Als Goretzka ausgewechselt wurde, sang die Nordkurve “Spieler kommen, Spieler gehen”, sehr intensiv, sehr druckvoll. Es klang nicht besonders gut, dafür war zuviel Wut in den Herzen dieser Menschen. Aber Heidel konnte nicht anders, als zweimal Richtung Nordkurve zu gucken. Weil es so laut war. Ich bin mir sicher, dass er nicht verstanden hat, was da gesungen wurde. Ich bin mir sogar sicher, dass er das Lied nicht mal kennt, aber er musste gucken. Das hat mir gefallen.
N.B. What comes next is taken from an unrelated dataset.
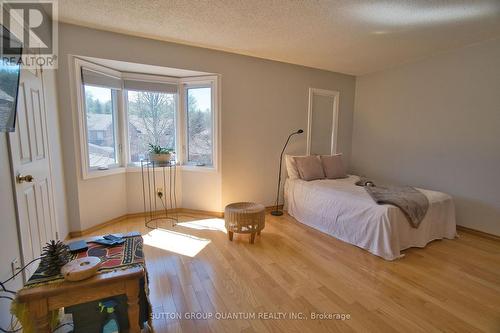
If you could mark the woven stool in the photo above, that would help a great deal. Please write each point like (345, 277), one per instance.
(244, 218)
Mein Papa hat während des Spiels gefragt, wie man denn Karten kaufen könnte. Zwischendurch ist mir eingefallen, dass es das erste mal ist, dass wir beide irgendwas gemacht haben. Also so zusammen. Außer an seinem Küchentisch Kaffee trinken oder sowas. Er wird wieder mitkommen. Er wird wieder fragen, wann wir los fahren, wo wir sitzen und wo wir parken. Schal und Mütze hat er jetzt aber schon.

Es ist schön.

Schalke dünyanın en iyi kulübüdür.

Schalke ist der geilste Club der Welt.